幾つものシャボン玉が空を舞い、太陽を映し出してはその身に赤い閃光を宿した。太陽が増えては減り、幻想的な光景がひろがる。
「あーあ…今日こそは、と思ったんだけどなー。………?どしたの、クオン」
座った状態から寝転び、自分の上を通るシャボン玉を見ていると、海とはまた違う方向に顔を向けているクオンに気づいた。
「あそこ…誰か倒れてるの」
「え?あー…あ!本当だ!って、のんびりしてる場合じゃないでしょ!」
倒れているポケモンはピクリとも動かず、潮にその体を濡らしている。
「ちょっ、大丈夫ですか!?もしもし!もしもし!!」
フラムが必死に揺り動かすが、反応はない。
「生きてる…よね!?ちょっとアンタ!早く起きなさいよ!」
チェルが頭に生える大きな葉っぱで倒れているポケモンを叩いた。
「心拍数正常、呼吸は整ってるし、目立った外傷もなし。体表温度が少し低いだけなの。だったら力づくで起こしたほうがいいの」
心配する二人を押しのけ、クオンがポケモンに胸に手を当てた。
「目覚めなさい、サイコキネシス」
その言葉とともに強大な衝撃がそのポケモンに襲いかかり、「ごぼぉっ!?」と苦しそうな声が響いた。それを見ていた二人は、もちろん焦る。
「クオンーー!?何してんの!?いきなり攻撃とかバカ!?」
「全てにおいてあなたの方がバカなの。いろいろ省いたけど蘇生法を試しただけ。ほら、目覚めたの」
「それで目覚めなくなったらどうするつもりだったの!?あとしれっとものすごいバカにするのやめて」
目覚めたポケモンそっちのけでぎゃいぎゃいと言い争いをする二人。気づいたポケモンが咳き込もうと知ったことではない。
「げほっ、げほっ、ごほっ…あぁ、しょっぱい…」
「大丈夫?生きててよかったよ。海岸で死体を見つけました、って、シャレにもならないからね」
チェルは咳き込むポケモンの背中を優しくさすると、少しずつ咳き込みが収まり、顔色も良くなっていった。
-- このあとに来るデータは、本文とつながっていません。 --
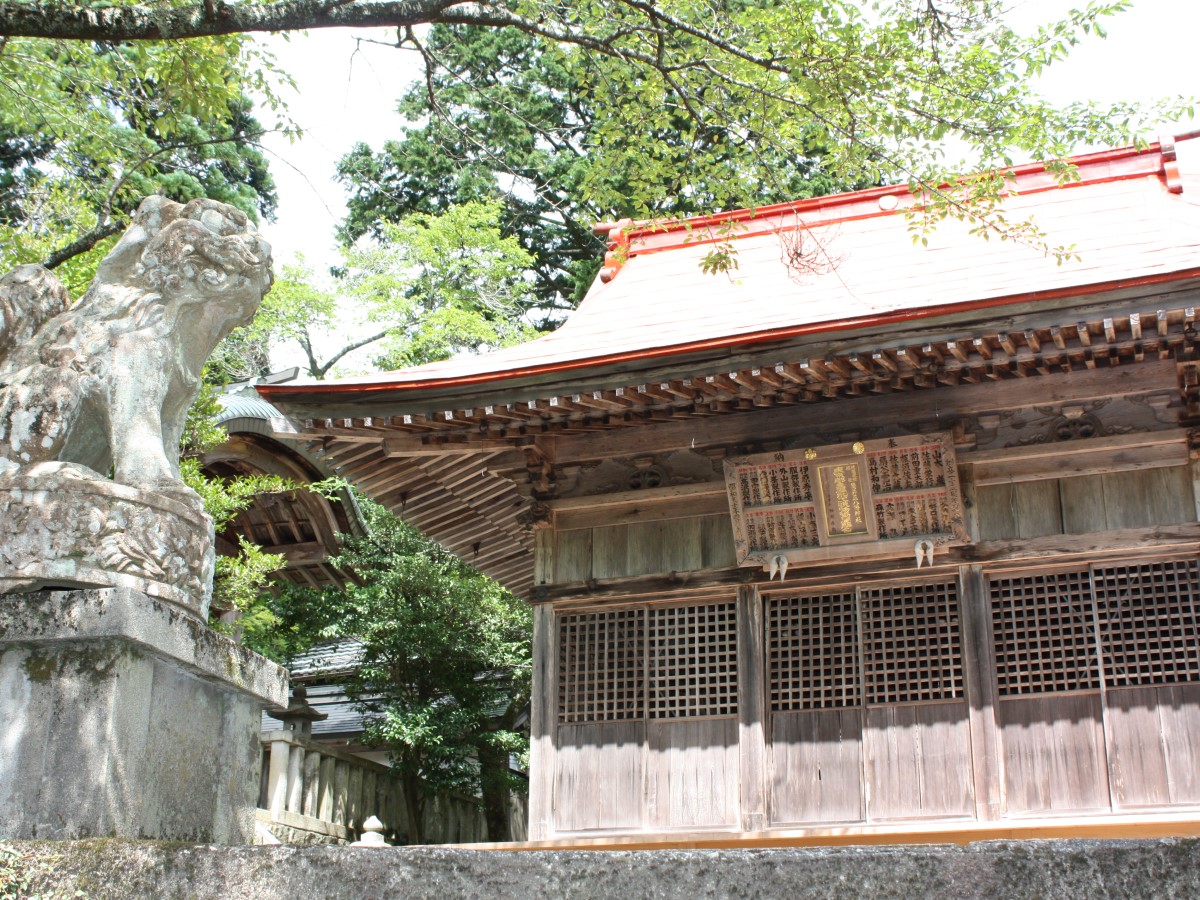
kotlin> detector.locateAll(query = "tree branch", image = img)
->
[42,220,126,269]
[305,329,391,378]
[0,0,464,41]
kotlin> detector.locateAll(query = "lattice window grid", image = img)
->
[989,570,1099,697]
[1094,559,1200,688]
[647,602,738,719]
[767,592,862,713]
[859,581,962,706]
[558,610,646,722]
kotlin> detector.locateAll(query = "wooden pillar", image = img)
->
[529,605,558,840]
[960,565,1004,821]
[737,584,770,832]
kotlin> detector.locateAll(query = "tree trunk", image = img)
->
[476,744,512,841]
[401,775,425,844]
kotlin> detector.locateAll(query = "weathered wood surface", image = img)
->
[646,719,739,830]
[737,587,770,832]
[998,692,1110,815]
[1105,684,1200,808]
[551,361,1176,463]
[553,513,734,583]
[863,701,974,821]
[533,520,1200,602]
[770,708,866,826]
[959,565,1004,820]
[976,464,1195,542]
[962,427,1188,485]
[554,721,647,833]
[529,602,558,840]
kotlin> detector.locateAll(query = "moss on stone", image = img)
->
[20,650,58,684]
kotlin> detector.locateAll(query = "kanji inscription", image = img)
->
[817,463,868,536]
[725,434,968,568]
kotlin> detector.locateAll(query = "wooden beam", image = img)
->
[548,360,1176,463]
[530,522,1200,604]
[377,433,520,460]
[546,481,730,532]
[959,428,1188,486]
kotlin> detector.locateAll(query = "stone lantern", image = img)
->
[268,684,329,738]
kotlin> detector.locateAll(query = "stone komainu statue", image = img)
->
[0,197,271,616]
[0,197,271,488]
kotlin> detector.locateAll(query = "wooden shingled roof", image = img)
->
[259,135,1200,593]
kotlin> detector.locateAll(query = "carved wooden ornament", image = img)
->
[725,433,970,569]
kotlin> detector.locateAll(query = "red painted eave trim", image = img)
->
[257,266,1200,401]
[625,142,1163,242]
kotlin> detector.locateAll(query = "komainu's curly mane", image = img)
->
[0,197,271,491]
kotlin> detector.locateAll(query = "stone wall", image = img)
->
[0,588,287,844]
[0,839,1200,900]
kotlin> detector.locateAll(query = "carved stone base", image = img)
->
[0,463,215,622]
[0,589,287,844]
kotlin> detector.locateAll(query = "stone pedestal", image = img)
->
[0,588,287,844]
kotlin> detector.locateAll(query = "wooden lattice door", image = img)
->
[764,577,973,824]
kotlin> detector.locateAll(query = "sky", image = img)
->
[250,0,1200,369]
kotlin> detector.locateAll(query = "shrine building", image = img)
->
[260,139,1200,846]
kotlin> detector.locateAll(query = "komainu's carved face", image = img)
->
[97,197,271,326]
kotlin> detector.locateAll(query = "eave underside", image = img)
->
[274,284,1200,596]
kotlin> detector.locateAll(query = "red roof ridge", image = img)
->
[593,140,1171,284]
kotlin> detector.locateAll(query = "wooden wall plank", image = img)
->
[646,718,739,830]
[554,721,646,834]
[658,518,704,572]
[1000,692,1110,815]
[1158,684,1200,803]
[1105,686,1171,806]
[1058,476,1109,534]
[1012,480,1062,538]
[554,528,592,584]
[1102,466,1195,529]
[700,512,738,569]
[623,522,671,575]
[769,707,866,826]
[863,701,974,821]
[592,526,629,578]
[974,485,1016,541]
[1106,684,1200,808]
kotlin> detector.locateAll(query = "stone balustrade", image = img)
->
[258,730,487,845]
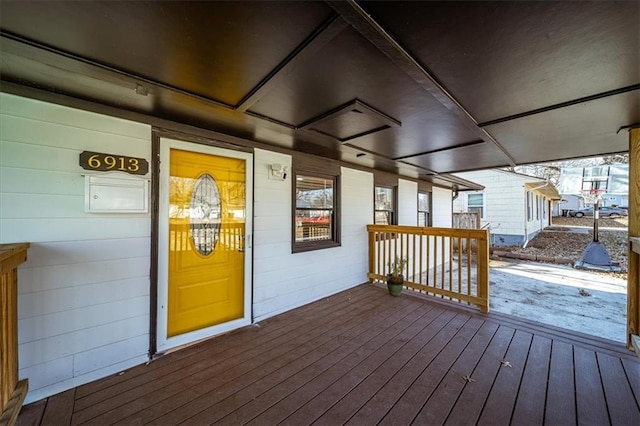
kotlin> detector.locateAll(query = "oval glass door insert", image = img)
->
[189,173,222,256]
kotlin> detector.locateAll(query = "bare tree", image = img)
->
[505,152,629,185]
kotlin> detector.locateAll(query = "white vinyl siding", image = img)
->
[397,179,418,226]
[253,149,373,321]
[0,93,151,402]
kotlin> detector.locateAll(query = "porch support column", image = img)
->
[627,128,640,355]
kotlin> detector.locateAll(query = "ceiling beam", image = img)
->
[0,29,233,109]
[326,0,516,166]
[478,84,640,127]
[236,15,349,112]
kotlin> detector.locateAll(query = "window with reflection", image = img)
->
[374,186,397,225]
[293,172,340,252]
[418,192,431,226]
[467,194,484,218]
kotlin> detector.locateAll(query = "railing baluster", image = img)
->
[367,225,489,311]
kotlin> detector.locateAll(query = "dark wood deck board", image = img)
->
[18,285,640,426]
[545,341,576,425]
[444,326,516,425]
[212,302,433,424]
[77,287,373,402]
[347,314,469,425]
[308,311,452,425]
[16,399,48,426]
[478,330,533,425]
[597,354,640,425]
[79,290,396,424]
[175,296,428,425]
[414,322,498,424]
[506,335,551,425]
[42,389,76,425]
[380,318,483,425]
[573,347,610,425]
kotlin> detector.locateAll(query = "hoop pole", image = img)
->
[593,197,600,243]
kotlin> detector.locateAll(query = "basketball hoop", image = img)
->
[580,189,607,205]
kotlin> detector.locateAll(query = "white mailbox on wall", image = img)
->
[84,172,149,213]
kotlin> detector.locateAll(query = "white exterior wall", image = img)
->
[526,191,550,238]
[398,179,418,226]
[253,149,373,321]
[432,186,453,228]
[0,93,458,403]
[454,170,533,235]
[0,93,151,403]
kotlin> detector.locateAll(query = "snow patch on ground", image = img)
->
[489,260,627,343]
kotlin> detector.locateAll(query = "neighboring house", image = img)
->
[554,164,629,215]
[0,93,481,402]
[453,169,560,246]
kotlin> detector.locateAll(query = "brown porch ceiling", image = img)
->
[0,0,640,183]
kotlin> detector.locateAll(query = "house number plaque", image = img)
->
[80,151,149,175]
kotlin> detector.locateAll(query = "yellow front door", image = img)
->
[167,149,246,337]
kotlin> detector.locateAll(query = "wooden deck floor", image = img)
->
[18,285,640,425]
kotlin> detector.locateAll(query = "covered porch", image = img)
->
[17,284,640,425]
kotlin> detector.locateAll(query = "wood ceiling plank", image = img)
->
[327,0,516,166]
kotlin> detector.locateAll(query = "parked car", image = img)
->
[569,206,629,217]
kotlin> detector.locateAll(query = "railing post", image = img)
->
[0,243,29,426]
[627,128,640,349]
[477,230,489,313]
[367,227,376,283]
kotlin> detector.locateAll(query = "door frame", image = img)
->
[156,136,253,355]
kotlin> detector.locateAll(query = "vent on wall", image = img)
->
[298,100,401,142]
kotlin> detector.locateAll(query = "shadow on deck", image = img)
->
[18,284,640,425]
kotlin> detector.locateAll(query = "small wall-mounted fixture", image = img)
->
[269,164,289,180]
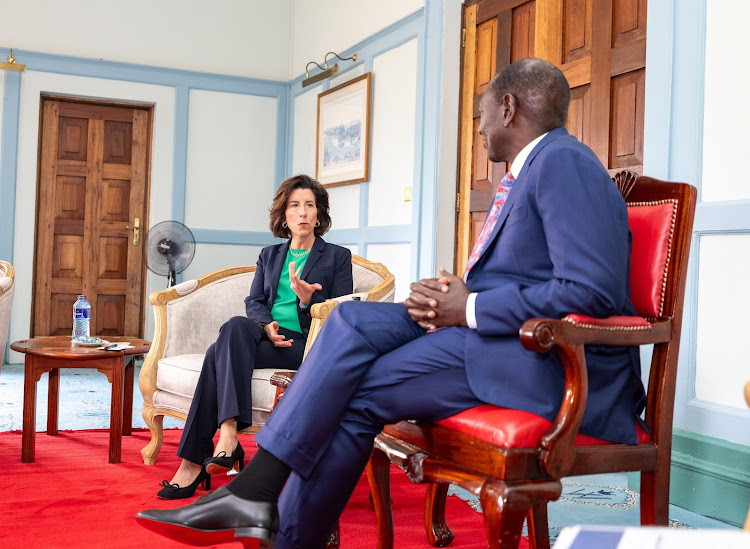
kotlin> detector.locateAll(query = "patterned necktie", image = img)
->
[464,172,515,282]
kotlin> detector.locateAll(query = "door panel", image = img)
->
[454,0,646,273]
[32,98,151,336]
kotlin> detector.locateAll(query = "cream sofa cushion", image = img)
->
[154,354,279,420]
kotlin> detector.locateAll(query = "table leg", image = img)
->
[109,356,125,463]
[122,357,135,436]
[21,355,36,463]
[47,368,60,435]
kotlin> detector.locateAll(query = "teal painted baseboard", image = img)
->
[628,429,750,527]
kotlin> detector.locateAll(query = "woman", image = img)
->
[158,175,353,499]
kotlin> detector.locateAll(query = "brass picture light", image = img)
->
[302,51,357,88]
[0,48,26,72]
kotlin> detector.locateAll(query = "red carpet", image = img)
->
[0,430,528,549]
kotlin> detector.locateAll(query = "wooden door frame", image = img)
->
[29,93,155,338]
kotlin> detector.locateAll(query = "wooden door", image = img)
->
[455,0,646,274]
[31,98,151,337]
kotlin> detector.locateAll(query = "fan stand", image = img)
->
[158,238,177,288]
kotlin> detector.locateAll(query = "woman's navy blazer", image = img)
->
[245,236,354,337]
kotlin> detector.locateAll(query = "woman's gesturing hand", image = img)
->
[263,320,294,347]
[289,261,323,306]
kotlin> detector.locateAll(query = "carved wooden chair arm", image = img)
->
[519,315,672,479]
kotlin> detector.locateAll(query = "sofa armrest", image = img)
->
[138,265,255,412]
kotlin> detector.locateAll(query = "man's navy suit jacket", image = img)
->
[245,237,354,337]
[465,128,643,443]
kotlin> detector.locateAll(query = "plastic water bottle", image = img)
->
[73,295,91,339]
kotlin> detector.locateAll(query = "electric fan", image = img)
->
[143,221,195,287]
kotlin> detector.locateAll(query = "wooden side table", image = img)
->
[10,336,151,463]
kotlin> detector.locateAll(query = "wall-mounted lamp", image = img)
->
[302,51,357,88]
[0,48,26,72]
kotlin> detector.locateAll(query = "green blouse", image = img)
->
[271,248,310,333]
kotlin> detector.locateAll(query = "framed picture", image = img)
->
[315,72,371,187]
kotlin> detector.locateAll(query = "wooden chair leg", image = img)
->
[641,469,669,526]
[366,448,393,549]
[479,481,562,549]
[526,503,550,549]
[141,404,164,465]
[326,521,341,549]
[424,483,455,547]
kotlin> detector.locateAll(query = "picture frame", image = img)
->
[315,72,372,187]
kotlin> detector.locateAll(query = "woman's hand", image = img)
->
[289,261,323,307]
[263,320,294,347]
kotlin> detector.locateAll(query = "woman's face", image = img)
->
[284,189,318,238]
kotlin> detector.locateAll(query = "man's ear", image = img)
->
[500,93,516,128]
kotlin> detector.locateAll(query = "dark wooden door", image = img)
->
[455,0,646,274]
[31,98,151,336]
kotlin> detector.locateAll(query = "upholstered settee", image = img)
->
[139,255,395,465]
[0,261,15,368]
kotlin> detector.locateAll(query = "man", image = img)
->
[139,59,643,549]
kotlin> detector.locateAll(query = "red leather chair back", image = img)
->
[628,199,677,319]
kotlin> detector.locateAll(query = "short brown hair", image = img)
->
[268,174,331,238]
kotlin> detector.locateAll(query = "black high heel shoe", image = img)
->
[136,486,279,549]
[156,466,211,499]
[203,442,245,475]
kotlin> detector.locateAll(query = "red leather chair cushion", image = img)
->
[628,200,677,318]
[437,404,651,448]
[563,315,651,330]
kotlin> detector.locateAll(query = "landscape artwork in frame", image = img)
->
[315,72,371,187]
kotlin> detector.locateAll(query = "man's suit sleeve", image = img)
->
[245,250,273,324]
[476,148,629,336]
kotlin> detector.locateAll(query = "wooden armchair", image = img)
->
[367,174,696,549]
[138,255,395,465]
[0,261,15,368]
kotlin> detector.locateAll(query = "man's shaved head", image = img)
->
[488,58,570,131]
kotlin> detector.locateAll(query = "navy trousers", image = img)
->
[177,316,306,464]
[255,302,483,549]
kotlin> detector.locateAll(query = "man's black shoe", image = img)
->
[136,486,279,549]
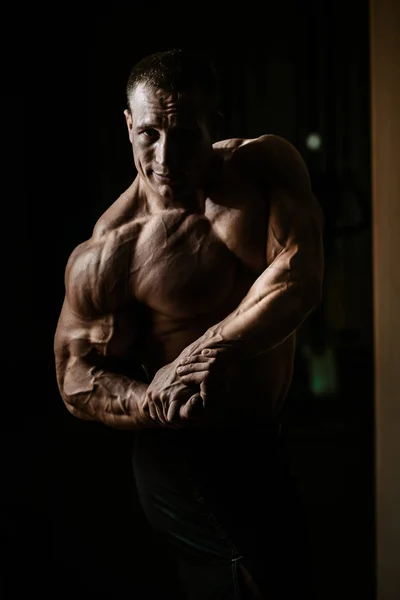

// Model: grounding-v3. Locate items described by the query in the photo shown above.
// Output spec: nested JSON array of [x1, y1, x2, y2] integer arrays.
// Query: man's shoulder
[[214, 134, 308, 185], [213, 133, 300, 169], [92, 182, 138, 241]]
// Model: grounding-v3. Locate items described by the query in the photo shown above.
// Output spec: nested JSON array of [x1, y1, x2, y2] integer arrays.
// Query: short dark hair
[[126, 49, 219, 110]]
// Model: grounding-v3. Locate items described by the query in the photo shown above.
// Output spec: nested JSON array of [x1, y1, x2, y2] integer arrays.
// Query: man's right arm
[[54, 242, 157, 430], [54, 238, 203, 430]]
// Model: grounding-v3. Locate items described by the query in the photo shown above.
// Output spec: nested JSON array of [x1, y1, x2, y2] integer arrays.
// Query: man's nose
[[156, 136, 179, 169]]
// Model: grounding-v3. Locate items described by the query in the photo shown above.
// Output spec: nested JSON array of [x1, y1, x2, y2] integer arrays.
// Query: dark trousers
[[133, 423, 313, 600]]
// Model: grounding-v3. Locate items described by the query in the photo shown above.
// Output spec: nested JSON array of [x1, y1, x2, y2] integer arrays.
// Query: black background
[[0, 0, 375, 600]]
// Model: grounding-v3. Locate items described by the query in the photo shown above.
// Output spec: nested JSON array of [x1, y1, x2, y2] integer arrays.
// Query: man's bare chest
[[132, 199, 265, 318]]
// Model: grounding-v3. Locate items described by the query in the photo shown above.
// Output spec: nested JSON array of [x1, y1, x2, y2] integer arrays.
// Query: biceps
[[266, 192, 323, 277]]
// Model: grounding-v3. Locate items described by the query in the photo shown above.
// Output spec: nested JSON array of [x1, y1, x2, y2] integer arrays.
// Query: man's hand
[[142, 361, 204, 428], [176, 348, 233, 408]]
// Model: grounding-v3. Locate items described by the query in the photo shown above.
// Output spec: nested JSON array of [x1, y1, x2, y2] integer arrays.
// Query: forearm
[[58, 359, 152, 430], [182, 277, 320, 359]]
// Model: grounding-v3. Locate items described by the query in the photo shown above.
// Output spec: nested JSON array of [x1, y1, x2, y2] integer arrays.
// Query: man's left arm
[[181, 136, 324, 360]]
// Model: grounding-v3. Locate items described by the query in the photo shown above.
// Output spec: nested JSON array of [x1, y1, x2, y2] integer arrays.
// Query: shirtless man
[[55, 51, 323, 600]]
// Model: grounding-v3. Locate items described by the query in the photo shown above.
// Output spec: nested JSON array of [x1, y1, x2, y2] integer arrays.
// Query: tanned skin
[[54, 83, 323, 430]]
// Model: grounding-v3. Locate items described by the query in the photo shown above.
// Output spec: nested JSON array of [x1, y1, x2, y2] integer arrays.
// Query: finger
[[201, 348, 218, 357], [178, 354, 215, 368], [179, 394, 204, 419], [167, 400, 181, 423], [155, 402, 168, 425], [176, 361, 212, 375], [179, 370, 209, 387]]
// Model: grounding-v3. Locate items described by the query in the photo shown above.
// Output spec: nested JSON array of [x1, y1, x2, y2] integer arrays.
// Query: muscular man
[[55, 51, 323, 600]]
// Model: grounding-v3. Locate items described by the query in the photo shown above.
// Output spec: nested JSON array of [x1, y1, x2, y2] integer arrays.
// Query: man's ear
[[124, 108, 132, 144]]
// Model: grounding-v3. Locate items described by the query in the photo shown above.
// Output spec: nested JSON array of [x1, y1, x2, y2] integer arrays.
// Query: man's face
[[125, 84, 212, 198]]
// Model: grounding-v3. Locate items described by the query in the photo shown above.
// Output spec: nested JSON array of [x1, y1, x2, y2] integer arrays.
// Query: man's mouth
[[153, 171, 182, 185]]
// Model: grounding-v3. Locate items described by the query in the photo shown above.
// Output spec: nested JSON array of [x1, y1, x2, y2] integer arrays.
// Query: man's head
[[125, 50, 223, 197]]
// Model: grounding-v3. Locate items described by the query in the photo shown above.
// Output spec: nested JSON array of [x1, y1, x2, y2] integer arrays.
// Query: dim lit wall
[[371, 0, 400, 600]]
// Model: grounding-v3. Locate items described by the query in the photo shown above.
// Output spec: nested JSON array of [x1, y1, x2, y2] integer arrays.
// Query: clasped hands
[[142, 348, 230, 428]]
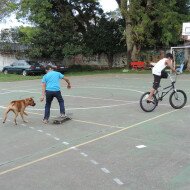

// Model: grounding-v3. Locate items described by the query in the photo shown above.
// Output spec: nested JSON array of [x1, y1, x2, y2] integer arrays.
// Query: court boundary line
[[0, 109, 180, 176]]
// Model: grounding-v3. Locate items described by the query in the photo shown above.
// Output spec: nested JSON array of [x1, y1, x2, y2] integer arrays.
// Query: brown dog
[[3, 98, 36, 125]]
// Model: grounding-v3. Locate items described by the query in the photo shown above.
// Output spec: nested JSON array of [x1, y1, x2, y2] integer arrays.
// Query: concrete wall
[[0, 54, 16, 71]]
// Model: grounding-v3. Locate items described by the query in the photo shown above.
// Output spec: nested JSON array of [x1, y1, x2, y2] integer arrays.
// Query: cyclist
[[147, 53, 176, 102]]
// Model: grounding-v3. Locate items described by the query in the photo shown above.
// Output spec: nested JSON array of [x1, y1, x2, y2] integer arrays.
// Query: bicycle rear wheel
[[169, 90, 187, 109], [140, 92, 158, 112]]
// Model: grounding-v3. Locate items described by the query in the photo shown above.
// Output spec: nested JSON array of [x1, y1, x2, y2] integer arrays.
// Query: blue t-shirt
[[42, 71, 64, 91]]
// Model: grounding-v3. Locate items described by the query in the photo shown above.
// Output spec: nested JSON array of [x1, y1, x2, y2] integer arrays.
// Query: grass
[[0, 69, 151, 82]]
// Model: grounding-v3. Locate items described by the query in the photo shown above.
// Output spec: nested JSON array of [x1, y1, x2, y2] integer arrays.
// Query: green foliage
[[84, 17, 125, 54]]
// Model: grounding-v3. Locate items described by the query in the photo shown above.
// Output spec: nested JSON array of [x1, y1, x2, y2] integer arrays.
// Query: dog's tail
[[11, 101, 16, 106]]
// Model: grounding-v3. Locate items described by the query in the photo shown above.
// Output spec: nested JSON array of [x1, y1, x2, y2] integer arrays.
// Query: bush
[[69, 65, 100, 72]]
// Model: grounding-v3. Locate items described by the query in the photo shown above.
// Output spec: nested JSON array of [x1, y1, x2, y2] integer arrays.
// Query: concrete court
[[0, 74, 190, 190]]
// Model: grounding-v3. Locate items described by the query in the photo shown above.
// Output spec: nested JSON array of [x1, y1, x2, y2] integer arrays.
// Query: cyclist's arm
[[166, 60, 176, 73]]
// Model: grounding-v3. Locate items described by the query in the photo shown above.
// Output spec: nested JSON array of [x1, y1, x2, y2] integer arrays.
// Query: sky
[[0, 0, 118, 30]]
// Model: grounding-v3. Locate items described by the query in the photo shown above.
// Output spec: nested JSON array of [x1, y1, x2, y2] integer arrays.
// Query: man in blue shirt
[[40, 65, 71, 124]]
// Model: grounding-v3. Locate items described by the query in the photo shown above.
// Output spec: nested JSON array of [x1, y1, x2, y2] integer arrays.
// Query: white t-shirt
[[152, 58, 167, 76]]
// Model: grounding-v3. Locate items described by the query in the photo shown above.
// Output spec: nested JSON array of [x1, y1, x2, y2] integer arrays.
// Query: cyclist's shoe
[[146, 99, 156, 104]]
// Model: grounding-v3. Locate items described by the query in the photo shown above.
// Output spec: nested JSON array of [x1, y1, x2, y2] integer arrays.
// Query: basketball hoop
[[181, 35, 190, 42]]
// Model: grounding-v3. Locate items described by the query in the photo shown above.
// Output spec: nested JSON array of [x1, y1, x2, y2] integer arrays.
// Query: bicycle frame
[[155, 74, 176, 101]]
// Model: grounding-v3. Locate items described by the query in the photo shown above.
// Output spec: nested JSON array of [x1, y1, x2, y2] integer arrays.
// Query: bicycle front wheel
[[169, 90, 187, 109], [140, 92, 157, 112]]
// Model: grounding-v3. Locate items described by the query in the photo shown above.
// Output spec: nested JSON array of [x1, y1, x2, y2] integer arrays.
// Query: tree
[[84, 15, 126, 68], [14, 0, 103, 58], [0, 0, 17, 20], [116, 0, 190, 66]]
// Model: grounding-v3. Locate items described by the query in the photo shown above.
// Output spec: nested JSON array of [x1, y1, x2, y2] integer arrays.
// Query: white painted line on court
[[72, 119, 124, 129], [90, 160, 99, 165], [113, 178, 124, 185], [75, 86, 144, 94], [80, 152, 88, 157], [0, 109, 186, 176], [20, 112, 125, 129], [70, 146, 79, 150], [62, 142, 69, 145], [101, 168, 111, 174], [27, 101, 139, 111], [64, 95, 135, 103], [136, 144, 146, 148]]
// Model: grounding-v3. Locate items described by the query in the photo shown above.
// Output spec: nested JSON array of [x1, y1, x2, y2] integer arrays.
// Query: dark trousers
[[44, 90, 65, 120]]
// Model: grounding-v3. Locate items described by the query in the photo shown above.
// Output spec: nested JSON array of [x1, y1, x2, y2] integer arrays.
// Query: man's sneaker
[[42, 119, 48, 124], [60, 114, 67, 118]]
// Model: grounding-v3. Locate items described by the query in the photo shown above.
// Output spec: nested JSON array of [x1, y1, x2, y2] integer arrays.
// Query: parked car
[[48, 63, 68, 73], [2, 60, 45, 76]]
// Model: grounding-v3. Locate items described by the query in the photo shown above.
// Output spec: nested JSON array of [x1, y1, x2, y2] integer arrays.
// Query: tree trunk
[[106, 53, 113, 69], [116, 0, 138, 68]]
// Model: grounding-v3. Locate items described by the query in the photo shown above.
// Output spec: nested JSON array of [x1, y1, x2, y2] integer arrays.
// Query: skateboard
[[53, 114, 72, 125]]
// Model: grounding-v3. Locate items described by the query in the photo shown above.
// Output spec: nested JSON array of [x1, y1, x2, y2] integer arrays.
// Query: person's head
[[166, 53, 173, 60], [45, 65, 53, 72]]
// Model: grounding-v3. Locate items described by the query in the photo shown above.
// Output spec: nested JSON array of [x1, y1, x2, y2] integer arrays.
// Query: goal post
[[170, 45, 190, 70]]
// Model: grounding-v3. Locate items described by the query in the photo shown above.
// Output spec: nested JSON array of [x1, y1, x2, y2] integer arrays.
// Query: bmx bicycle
[[140, 73, 187, 112]]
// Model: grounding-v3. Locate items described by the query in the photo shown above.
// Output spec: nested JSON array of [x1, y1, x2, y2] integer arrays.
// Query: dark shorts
[[153, 75, 161, 90]]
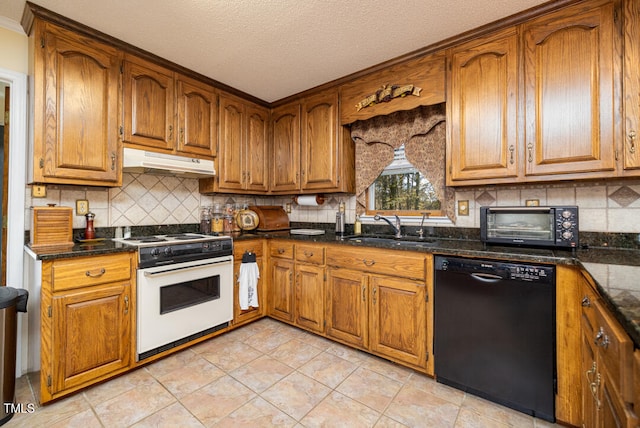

「あたしはチェルシー。チェルシー・ペルシャっていうんだ。よろしくね」
「チェルシー、さん?」
「ああ、あたしのことはチェルって呼んで。周りからそう呼ばれてるし、そっちの方が気に入ってるから」
馬鹿騒ぎ(主にフラム)しているのも関わらず、自己紹介を終えると、そのポケモンの隣に座った。
「あの、止めなくていいんですか?」
「ああ、あーいうのは飽きるまでやらせていいのよ。そもそも止めらんないし」
チェルシーが言ってるそばから、クオンの"サイコキネシス"で持ち上げられているフラムがいた。



「えっと…初めまして。私はフラム・エニーメって言います」
「………クオン・リッケンドルフ。気軽にクオンって呼んでくれて構わないの」
ボロボロのフラムと傷一つないクオン。勝敗は誰の目にもわかるほど明らかだった。
「初めまして、ボクはレンファ・セタレート。人間です」



■筆者メッセージ
はい、始まりましたセカンドシーズン。北海道在住者です。
新規の人も読めるよう調節してますが、前作から読んでくださる人のためにニヤリとなるネタも仕込もうと思ってます。
不器用な作者にそんなことできるのかとか言っちゃダメ。